EL MAL Y EL SEÑUELO DEL DIABLO

por Julián Moral

Es opinión extendida dentro del campo filosófico que, desde la perspectiva de la naturaleza, no existen el Bien y el Mal, sólo lo bueno y lo malo. Por ello conviene señalar desde ahora que, con independencia de que el bien y el mal sean categorías morales previas o no al raciocinio y conocimiento, lo que sí parece posible es que sean anteriores a las religiones.

El eterno combate entre el bien y el mal, cargado de mentalidad mágica, tiene una cambiante pero permanente figura a través del tiempo: el diablo como entidad que se sobrepone al conglomerado de daimons maléficos de etapas protohumanas y humanas antiguas. Los demonios pululaban en el universo animista-panteísta, en las antiguas civilizaciones y en las culturas marginales actuales. Pero no existe una noción demoníaca como la diabólica que se perfila en los monoteísmos a partir de las concepciones animistas semítico-hebreas, continuando por las judaico-bíblicas, las judeo-cristianas y las de los Padres de la Iglesia y dogmas conciliares, sin olvidar las especulaciones coránicas, aunque aquí nos centraremos en el cristianismo en general.

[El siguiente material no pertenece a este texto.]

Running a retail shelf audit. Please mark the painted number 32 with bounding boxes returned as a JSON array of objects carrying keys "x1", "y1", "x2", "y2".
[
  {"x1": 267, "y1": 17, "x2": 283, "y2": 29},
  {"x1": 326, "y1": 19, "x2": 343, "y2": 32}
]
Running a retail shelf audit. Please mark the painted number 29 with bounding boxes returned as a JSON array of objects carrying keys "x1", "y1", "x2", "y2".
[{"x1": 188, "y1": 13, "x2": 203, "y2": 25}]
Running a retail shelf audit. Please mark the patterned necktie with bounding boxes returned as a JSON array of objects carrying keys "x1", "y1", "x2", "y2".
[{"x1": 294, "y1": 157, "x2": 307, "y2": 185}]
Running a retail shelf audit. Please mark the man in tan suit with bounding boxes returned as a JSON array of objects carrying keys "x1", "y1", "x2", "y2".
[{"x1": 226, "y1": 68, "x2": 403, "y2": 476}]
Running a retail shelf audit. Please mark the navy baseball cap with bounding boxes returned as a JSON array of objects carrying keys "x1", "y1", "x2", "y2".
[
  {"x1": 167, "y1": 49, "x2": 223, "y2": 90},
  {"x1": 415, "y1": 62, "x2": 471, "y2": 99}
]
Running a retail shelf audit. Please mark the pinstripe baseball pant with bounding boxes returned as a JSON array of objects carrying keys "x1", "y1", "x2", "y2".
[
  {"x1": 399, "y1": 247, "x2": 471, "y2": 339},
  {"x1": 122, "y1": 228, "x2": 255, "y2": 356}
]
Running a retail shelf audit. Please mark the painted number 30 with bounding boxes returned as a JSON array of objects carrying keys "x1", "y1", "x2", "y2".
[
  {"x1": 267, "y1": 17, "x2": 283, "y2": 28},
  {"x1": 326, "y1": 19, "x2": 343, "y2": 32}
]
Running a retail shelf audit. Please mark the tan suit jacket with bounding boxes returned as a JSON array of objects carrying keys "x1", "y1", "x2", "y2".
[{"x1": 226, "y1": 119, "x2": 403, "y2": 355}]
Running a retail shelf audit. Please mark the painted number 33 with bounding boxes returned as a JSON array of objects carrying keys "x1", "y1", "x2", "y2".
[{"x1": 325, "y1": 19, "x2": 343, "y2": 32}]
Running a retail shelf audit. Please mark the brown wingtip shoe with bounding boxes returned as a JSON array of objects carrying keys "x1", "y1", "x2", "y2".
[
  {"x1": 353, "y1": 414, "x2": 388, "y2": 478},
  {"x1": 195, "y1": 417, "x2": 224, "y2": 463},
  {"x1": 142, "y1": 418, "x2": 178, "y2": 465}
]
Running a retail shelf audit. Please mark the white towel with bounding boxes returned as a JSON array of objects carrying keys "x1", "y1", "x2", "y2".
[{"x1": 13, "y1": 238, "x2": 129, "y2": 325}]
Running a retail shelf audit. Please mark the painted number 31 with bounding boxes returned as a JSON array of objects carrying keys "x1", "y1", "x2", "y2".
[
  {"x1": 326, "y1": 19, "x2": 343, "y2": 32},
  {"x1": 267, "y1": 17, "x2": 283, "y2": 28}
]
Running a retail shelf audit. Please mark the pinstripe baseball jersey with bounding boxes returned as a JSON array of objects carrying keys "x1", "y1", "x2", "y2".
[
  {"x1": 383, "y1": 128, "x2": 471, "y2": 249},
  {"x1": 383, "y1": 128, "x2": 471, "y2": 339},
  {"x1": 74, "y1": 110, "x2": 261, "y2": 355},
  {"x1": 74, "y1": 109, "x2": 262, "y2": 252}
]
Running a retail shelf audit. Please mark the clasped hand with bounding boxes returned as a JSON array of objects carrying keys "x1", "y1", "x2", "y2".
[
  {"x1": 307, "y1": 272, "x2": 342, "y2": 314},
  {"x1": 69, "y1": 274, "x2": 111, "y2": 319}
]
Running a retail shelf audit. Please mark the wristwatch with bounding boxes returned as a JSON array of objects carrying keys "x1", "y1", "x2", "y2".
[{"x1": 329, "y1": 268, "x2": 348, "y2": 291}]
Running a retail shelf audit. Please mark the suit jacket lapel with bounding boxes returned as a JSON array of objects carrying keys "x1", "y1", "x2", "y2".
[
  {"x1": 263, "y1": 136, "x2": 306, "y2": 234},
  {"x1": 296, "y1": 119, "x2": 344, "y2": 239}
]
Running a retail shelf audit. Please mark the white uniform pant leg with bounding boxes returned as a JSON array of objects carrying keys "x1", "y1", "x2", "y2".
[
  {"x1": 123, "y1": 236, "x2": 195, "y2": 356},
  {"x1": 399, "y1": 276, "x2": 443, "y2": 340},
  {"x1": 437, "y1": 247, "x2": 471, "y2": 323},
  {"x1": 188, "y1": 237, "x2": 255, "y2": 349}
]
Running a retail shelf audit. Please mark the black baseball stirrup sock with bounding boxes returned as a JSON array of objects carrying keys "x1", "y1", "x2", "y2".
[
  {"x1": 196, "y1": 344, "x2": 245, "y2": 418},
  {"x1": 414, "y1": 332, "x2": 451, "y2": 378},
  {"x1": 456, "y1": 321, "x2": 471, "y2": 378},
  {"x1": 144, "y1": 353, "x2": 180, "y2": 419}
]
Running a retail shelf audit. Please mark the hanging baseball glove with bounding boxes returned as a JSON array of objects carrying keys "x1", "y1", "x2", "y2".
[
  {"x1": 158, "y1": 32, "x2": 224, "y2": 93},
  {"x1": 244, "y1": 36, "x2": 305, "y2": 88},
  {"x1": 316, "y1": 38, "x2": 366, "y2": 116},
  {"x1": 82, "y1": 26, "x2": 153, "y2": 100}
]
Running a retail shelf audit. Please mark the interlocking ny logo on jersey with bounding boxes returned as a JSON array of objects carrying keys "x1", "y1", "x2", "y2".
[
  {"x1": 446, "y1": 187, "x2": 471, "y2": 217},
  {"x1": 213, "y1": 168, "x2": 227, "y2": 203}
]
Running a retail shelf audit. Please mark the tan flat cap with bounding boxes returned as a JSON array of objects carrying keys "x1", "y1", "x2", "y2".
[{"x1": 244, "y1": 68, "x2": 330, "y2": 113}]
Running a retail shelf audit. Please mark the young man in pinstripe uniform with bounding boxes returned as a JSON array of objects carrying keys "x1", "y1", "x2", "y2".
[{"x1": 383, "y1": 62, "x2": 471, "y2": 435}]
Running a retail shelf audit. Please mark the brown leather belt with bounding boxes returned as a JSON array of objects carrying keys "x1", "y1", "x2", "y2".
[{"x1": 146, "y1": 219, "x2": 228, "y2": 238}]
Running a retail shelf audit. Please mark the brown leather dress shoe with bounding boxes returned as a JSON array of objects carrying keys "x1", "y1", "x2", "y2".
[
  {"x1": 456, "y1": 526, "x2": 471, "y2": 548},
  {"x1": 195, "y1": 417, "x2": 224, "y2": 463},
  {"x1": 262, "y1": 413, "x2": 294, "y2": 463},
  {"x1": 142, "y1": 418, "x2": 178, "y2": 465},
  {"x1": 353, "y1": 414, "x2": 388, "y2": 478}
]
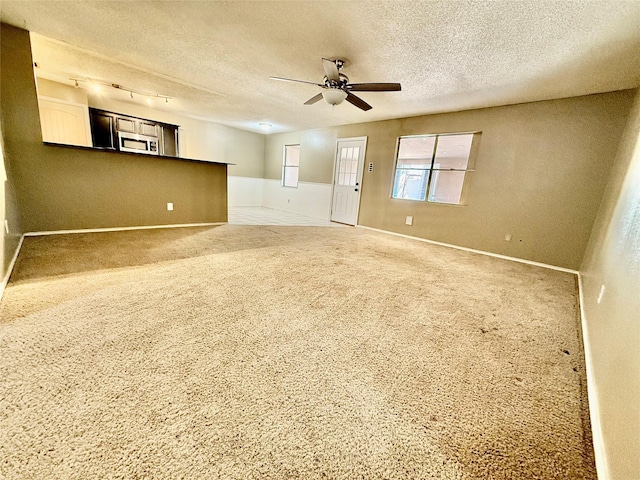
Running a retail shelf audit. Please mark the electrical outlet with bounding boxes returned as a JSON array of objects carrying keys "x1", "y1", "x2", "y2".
[{"x1": 596, "y1": 285, "x2": 605, "y2": 305}]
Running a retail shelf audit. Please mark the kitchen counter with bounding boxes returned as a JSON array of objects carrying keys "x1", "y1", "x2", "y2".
[{"x1": 43, "y1": 142, "x2": 235, "y2": 165}]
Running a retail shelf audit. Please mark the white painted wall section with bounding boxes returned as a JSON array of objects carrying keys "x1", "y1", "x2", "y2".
[
  {"x1": 227, "y1": 175, "x2": 265, "y2": 207},
  {"x1": 262, "y1": 179, "x2": 331, "y2": 220}
]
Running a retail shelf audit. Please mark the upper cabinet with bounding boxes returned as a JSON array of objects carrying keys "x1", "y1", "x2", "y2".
[
  {"x1": 89, "y1": 108, "x2": 116, "y2": 150},
  {"x1": 89, "y1": 108, "x2": 179, "y2": 157},
  {"x1": 38, "y1": 97, "x2": 92, "y2": 147}
]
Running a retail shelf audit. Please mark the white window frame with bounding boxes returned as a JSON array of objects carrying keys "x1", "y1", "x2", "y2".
[
  {"x1": 390, "y1": 132, "x2": 481, "y2": 206},
  {"x1": 281, "y1": 144, "x2": 300, "y2": 188}
]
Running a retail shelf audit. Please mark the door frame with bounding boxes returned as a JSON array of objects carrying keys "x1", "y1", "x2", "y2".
[{"x1": 329, "y1": 135, "x2": 367, "y2": 227}]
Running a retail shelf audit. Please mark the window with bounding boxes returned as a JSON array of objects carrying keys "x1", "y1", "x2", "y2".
[
  {"x1": 282, "y1": 145, "x2": 300, "y2": 187},
  {"x1": 391, "y1": 133, "x2": 477, "y2": 205}
]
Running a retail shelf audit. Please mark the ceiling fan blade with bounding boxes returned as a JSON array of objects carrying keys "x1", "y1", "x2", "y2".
[
  {"x1": 347, "y1": 83, "x2": 402, "y2": 92},
  {"x1": 322, "y1": 58, "x2": 340, "y2": 82},
  {"x1": 346, "y1": 92, "x2": 373, "y2": 112},
  {"x1": 269, "y1": 77, "x2": 324, "y2": 87},
  {"x1": 304, "y1": 93, "x2": 322, "y2": 105}
]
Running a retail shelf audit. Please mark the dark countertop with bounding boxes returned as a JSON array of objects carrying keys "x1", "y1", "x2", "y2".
[{"x1": 42, "y1": 142, "x2": 235, "y2": 165}]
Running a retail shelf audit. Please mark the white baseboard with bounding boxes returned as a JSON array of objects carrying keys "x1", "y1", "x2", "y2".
[
  {"x1": 0, "y1": 235, "x2": 24, "y2": 300},
  {"x1": 578, "y1": 272, "x2": 610, "y2": 480},
  {"x1": 24, "y1": 222, "x2": 227, "y2": 237},
  {"x1": 356, "y1": 225, "x2": 578, "y2": 275}
]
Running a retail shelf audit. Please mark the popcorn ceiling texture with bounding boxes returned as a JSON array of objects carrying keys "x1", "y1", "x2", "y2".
[
  {"x1": 0, "y1": 0, "x2": 640, "y2": 132},
  {"x1": 0, "y1": 225, "x2": 595, "y2": 479}
]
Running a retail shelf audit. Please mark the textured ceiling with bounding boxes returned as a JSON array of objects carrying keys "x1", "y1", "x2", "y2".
[{"x1": 0, "y1": 0, "x2": 640, "y2": 132}]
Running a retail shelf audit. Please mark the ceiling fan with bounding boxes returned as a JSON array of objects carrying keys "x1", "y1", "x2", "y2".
[{"x1": 270, "y1": 58, "x2": 401, "y2": 112}]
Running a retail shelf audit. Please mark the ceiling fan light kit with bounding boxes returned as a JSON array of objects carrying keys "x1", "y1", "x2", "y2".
[
  {"x1": 322, "y1": 88, "x2": 347, "y2": 105},
  {"x1": 271, "y1": 58, "x2": 401, "y2": 112}
]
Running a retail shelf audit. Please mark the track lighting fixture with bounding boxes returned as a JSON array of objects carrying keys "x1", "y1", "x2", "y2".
[{"x1": 69, "y1": 78, "x2": 172, "y2": 104}]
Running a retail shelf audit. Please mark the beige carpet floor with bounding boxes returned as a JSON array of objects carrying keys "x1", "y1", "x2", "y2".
[{"x1": 0, "y1": 225, "x2": 595, "y2": 479}]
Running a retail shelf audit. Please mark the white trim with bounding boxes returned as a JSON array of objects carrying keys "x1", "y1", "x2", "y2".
[
  {"x1": 298, "y1": 182, "x2": 331, "y2": 186},
  {"x1": 578, "y1": 272, "x2": 609, "y2": 480},
  {"x1": 0, "y1": 235, "x2": 24, "y2": 300},
  {"x1": 24, "y1": 222, "x2": 227, "y2": 237},
  {"x1": 356, "y1": 225, "x2": 578, "y2": 275}
]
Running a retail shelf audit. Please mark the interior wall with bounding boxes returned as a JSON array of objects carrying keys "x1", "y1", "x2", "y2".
[
  {"x1": 0, "y1": 122, "x2": 22, "y2": 284},
  {"x1": 37, "y1": 78, "x2": 265, "y2": 178},
  {"x1": 0, "y1": 24, "x2": 227, "y2": 232},
  {"x1": 265, "y1": 91, "x2": 634, "y2": 270},
  {"x1": 88, "y1": 93, "x2": 265, "y2": 178},
  {"x1": 580, "y1": 88, "x2": 640, "y2": 480}
]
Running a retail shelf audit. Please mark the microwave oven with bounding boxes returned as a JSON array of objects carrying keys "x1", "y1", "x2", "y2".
[{"x1": 118, "y1": 132, "x2": 159, "y2": 155}]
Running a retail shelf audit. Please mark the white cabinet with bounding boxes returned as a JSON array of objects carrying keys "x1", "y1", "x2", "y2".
[{"x1": 38, "y1": 97, "x2": 92, "y2": 147}]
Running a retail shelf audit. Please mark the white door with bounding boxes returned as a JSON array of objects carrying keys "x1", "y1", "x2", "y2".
[
  {"x1": 331, "y1": 137, "x2": 367, "y2": 225},
  {"x1": 38, "y1": 97, "x2": 92, "y2": 147}
]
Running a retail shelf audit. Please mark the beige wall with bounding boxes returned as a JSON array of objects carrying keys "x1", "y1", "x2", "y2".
[
  {"x1": 265, "y1": 91, "x2": 633, "y2": 270},
  {"x1": 264, "y1": 127, "x2": 338, "y2": 183},
  {"x1": 1, "y1": 24, "x2": 227, "y2": 232},
  {"x1": 0, "y1": 121, "x2": 22, "y2": 282},
  {"x1": 581, "y1": 88, "x2": 640, "y2": 480}
]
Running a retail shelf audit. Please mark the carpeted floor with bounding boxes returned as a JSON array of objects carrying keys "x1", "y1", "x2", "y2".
[{"x1": 0, "y1": 225, "x2": 595, "y2": 479}]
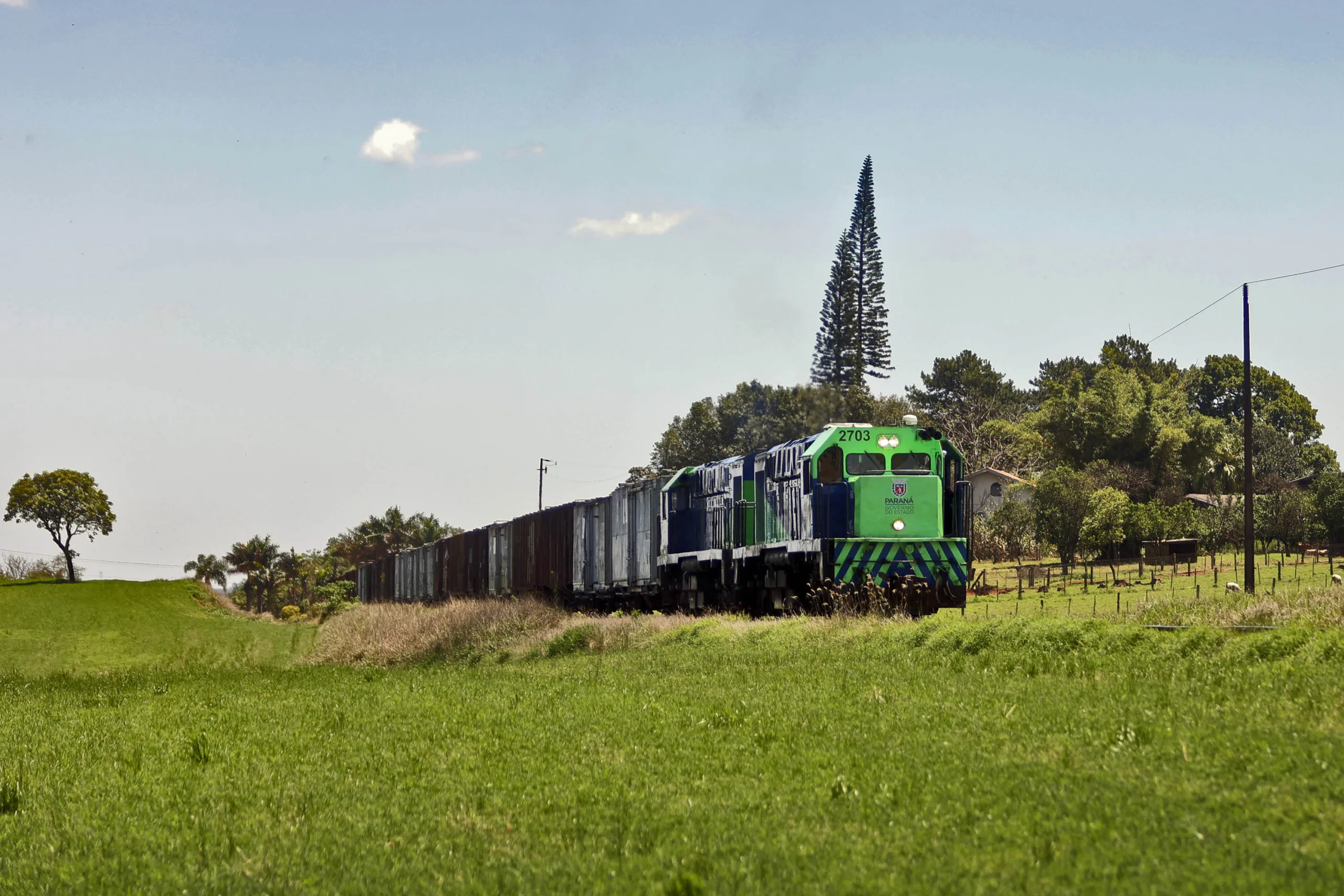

El imaginario que el cristianismo-catolicismo (y sus variantes) ha creado sobre el mal asociado al diablo, al infierno y al pecado, asentado sobre la base de los textos bíblicos (canónicos y apócrifos), se preocupó más, en principio, de excusar del mal al Dios omnipotente y, con posterioridad, de transmitir miedo y terror al mismo Diablo y al infierno.

Apenas visible en el Antiguo Testamento, el diablo entra con fuerza en las figuraciones del Nuevo. El paso del mesianismo judeo-cristiano al redentorismo cristiano-paulista necesitaba reafirmar la idea infernal, dando al diablo un sentido peyorativo y categórico de pura idea del mal y de personaje imprescindible de la cristología. Después la Patrística y la jerarquía eclesiástica fueron elaborando paulatinamente el dogma para blindar la omnipotencia y bondad de Dios, condenando (y en consecuencia legitimando) al diablo y cargando sobre éste todos los males y las responsabilidades de los pesares de la existencia. Pero las dualidades bondad-maldad y Dios omnipotente-Diablo vicario del mal caían en los dualismos mazdeístas y maniqueos, algo que la Iglesia rechazaba.

Había, pues, que reforzar la figura del Satán hebreo como el señuelo necesario (o quizá como el «chivo expiatorio» perfecto) y tratar de desvincular de la figura divina la responsabilidad del mal. Pero se ponía, no obstante, y sin remedio, una y otra vez un pie (o los dos) en la frontera del rechazado dualismo mazdeista y maniqueo. Y todo ello a pesar de teologías bien armadas como la del «libre albedrío» para justificar la trilogía mal-pecado-tentación. Tentación que los Padres de la Iglesia aún no tenían muy claro de dónde procedía, como recoge una observación de Alberto Cousté señalando las palabras finales del Padrenuestro que Papini traduce siguiendo fielmente a San Jerónimo y su Vulgata como «y no nos introduzcas en tentación». Palabras que ponen de manifiesto a Dios Padre como posible tentador, y la duda sobre quién era el causante de la tentación en el ya asentado cristianismo de los tiempos de los Padres de la Iglesia.

A partir de la Baja Edad Media, la gran preocupación de control ideológico de la Iglesia sobre el sistema social ya hace mayor hincapié en la justificación y legitimación de la represión y el castigo de las desviaciones no sólo teológicas sino morales, asociándolo todo al mal y, según la Iglesia, su origen: el diablo como paradigma de lo perverso y monstruoso y como inductor y colaborador necesario de brujerías, hechizos, pactos diabólicos…

Así, tras la inclusión del diablo en el orden moral, se incorporaba ya plenamente en el orden jurídico, propiciando, a su vez, un género literario con una abundante nómina de tratados demonológicos, opúsculos sobre caracteres y características diabólicas y manuales para inquisidores y exorcistas.

El mal diabólico y todo su imaginario se instala, con visos de universalidad, de forma profunda en el inconsciente colectivo en la sociedad occidental hasta la Ilustración. Todo cargado de especulaciones teológicas y satánicas, populares y folklóricas, alimentadas por el terror hasta el extremo de convertir el «señuelo-chivo expiatorio» en un puro –y muchas veces risible– espantajo.